Recent Publications:

  1. A. Ohoka and C.A. Sarkar. "Facile display of homomultivalent proteins for in vitro selections." ACS Synthetic Biology, 12:634-638 (2023).
  2. B. Bruncsics, W.J. Errington, and C.A. Sarkar. "MVsim is a toolset for quantifying and designing multivalent interactions." Nature Communications, 13:5029 (2022). Contributed equally. | Link to MVsim
  3. W.J. Errington, B. Bruncsics, and C.A. Sarkar. "Mechanisms of non-canonical binding dynamics in multivalent protein-protein interactions." Proceedings of the National Academy of Sciences USA, 116:25659-25667 (2019). Contributed equally.

Cellular therapeutics and diagnostics

The significant promise of cellular therapeutics that can be reprogrammed to sense and respond to their local environment has led to a proliferation of immunoengineering approaches to combat diseases such as cancer. We are interested in elucidating principles of therapeutic cell proliferation, differentiation, and engagement with target cells to better inform cell designs.

Furthermore, we are developing new classes of bacteria to be used as therapeutics and diagnostics. We have engineered Escherichia coli with the ability to sense and respond to cell-impermeable proteins in their environment. We have also evolved E. coli strains that are more resistant to acid and bile for oral drug delivery applications. In addition to their potential use as therapeutic agents, E. coli biosensors are inexpensive to manufacture and distribute, so they can be used as cheap diagnostics in low-resource settings.

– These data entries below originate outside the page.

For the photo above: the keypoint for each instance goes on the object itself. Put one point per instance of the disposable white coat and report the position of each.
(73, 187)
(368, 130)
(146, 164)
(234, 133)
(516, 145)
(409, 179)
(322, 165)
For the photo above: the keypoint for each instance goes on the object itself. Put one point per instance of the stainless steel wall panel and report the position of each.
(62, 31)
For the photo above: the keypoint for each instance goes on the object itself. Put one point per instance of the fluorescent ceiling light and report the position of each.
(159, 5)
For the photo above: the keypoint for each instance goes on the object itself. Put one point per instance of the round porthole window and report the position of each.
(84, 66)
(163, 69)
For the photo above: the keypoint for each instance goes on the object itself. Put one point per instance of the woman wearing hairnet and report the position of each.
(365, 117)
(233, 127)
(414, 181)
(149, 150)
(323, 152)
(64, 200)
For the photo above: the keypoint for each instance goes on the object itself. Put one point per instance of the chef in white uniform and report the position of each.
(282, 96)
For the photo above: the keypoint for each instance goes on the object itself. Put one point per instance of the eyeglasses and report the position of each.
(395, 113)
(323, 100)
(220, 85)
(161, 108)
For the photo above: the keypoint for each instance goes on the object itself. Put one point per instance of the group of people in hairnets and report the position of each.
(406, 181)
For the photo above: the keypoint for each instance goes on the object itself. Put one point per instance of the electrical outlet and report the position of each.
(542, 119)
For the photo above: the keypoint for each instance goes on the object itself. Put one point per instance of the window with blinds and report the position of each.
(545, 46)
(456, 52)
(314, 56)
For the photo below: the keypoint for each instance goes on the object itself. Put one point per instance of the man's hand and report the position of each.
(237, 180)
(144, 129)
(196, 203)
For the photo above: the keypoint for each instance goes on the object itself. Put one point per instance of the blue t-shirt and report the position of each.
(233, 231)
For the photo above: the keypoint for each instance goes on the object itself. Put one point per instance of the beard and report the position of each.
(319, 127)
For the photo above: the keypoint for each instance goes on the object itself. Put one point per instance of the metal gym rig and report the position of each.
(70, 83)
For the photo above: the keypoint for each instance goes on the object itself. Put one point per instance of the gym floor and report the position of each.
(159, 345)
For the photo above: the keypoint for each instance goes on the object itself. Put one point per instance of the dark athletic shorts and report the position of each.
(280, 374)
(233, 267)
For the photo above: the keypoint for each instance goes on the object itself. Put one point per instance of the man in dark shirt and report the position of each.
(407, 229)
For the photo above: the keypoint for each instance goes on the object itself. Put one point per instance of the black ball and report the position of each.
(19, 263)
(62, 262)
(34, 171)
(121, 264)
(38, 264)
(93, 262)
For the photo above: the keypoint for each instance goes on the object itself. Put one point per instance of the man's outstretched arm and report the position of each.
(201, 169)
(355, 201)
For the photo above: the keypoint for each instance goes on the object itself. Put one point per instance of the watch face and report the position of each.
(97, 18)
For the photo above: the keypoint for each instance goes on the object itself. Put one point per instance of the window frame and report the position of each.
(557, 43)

We have also had a longstanding interest in rationally tuning cellular response dynamics. Recent research includes model-guided approaches to quantifying cell identity, understanding cell-fate decisions, and tuning DNA recombination rates for cell engineering.

Recent Publications:

  1. H. Venkatachalapathy, S. Dallon, Z. Yang, S.M. Azarin, C.A. Sarkar, and E. Batchelor. "Pulsed stimuli enable p53 phase resetting to synchronize single cells and modulate cell fate." Molecular Systems Biology, 21:390-412 (2025). Co-corresponding authors.
  2. H. Venkatachalapathy, C. Brzakala, E. Batchelor, S.M. Azarin, and C.A. Sarkar. "Inertial effect of cell state velocity on the quiescence-proliferation fate decision." npj Systems Biology and Applications, 10:111 (2024). Co-corresponding authors.
  3. Q. Zhang, S.M. Azarin, and C.A. Sarkar. "Model-guided engineering of DNA sequences with predictable site-specific recombination rates." Nature Communications, 13:4152 (2022).
  4. N.A. Shah and C.A. Sarkar. "Variable cellular decision-making behavior in a constant synthetic network topology." BMC Bioinformatics, 20:237 (2019).

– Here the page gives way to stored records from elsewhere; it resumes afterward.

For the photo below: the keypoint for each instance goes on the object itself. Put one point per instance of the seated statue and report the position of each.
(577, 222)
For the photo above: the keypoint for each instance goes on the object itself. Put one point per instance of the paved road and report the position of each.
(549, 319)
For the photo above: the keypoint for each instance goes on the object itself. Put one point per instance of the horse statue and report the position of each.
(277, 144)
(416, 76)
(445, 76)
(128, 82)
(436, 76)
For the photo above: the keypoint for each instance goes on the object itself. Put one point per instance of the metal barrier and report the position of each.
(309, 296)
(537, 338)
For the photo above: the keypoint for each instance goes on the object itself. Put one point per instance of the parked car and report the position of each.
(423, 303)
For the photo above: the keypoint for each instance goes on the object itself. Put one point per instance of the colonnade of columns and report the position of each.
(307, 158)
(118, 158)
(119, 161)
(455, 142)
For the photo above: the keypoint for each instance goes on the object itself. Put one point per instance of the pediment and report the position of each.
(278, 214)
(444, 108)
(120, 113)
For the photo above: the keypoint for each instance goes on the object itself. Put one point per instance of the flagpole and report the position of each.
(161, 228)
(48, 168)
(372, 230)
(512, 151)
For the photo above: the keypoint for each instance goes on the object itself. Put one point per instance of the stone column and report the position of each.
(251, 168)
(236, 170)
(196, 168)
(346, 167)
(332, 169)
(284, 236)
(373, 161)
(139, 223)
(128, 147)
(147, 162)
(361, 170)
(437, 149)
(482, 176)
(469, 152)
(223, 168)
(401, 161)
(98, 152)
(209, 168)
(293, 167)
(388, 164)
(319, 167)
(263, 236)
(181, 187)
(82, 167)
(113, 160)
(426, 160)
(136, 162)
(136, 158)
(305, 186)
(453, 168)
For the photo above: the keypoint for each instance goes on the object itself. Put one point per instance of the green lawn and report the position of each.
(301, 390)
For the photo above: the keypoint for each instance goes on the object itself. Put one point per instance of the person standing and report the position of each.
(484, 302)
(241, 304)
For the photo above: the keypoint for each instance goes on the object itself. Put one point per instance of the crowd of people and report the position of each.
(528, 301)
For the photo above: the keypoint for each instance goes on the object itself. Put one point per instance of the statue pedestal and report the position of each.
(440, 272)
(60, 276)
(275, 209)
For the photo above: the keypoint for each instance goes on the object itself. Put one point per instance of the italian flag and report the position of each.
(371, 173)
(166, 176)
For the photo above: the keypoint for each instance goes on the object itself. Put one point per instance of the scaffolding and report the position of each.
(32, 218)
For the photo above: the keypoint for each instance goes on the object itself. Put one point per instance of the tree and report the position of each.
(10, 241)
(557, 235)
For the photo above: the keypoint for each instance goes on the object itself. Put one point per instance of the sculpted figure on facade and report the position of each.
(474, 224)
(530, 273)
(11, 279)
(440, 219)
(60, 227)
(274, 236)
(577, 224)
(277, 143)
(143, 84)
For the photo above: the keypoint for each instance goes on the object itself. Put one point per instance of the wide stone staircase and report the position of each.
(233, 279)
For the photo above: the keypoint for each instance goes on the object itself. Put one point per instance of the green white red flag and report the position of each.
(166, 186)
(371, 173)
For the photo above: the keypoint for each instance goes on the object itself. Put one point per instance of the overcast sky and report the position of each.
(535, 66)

Drug delivery across cellular barriers

We are building stem cell-based models of various cellular barriers in the body, including the intestinal epithelium, the blood-brain barrier, and the placenta. We use these in vitro models to study healthy barrier function as well as barrier dysregulation in the context of diseases such as diabetes and Alzheimer’s disease. We are particularly interested in developing new strategies for selective drug delivery across these physiological barriers.

Recent Publications:

  1. K.A. Lemke, C.A. Sarkar, and S.M. Azarin. "Rapid retinoic acid-induced trophoblast cell model from human induced pluripotent stem cells." Scientific Reports, 14:18204 (2024).

Improving food security

With the growing impacts of climate change, food insecurity and malnutrition will have increasingly adverse effects on human health. In parallel with our efforts to engineer therapeutic proteins and cells for human disease applications, we are also elucidating the molecular determinants of pathogen-plant interactions and using protein engineering methodologies to create more durable crops in the face of significant threats to the global food supply.

Recent Publications:

  1. G.C. Markou and C.A. Sarkar. "A cell-free approach to identify binding hotspots in plant immune receptors." Scientific Reports, 12:501 (2022).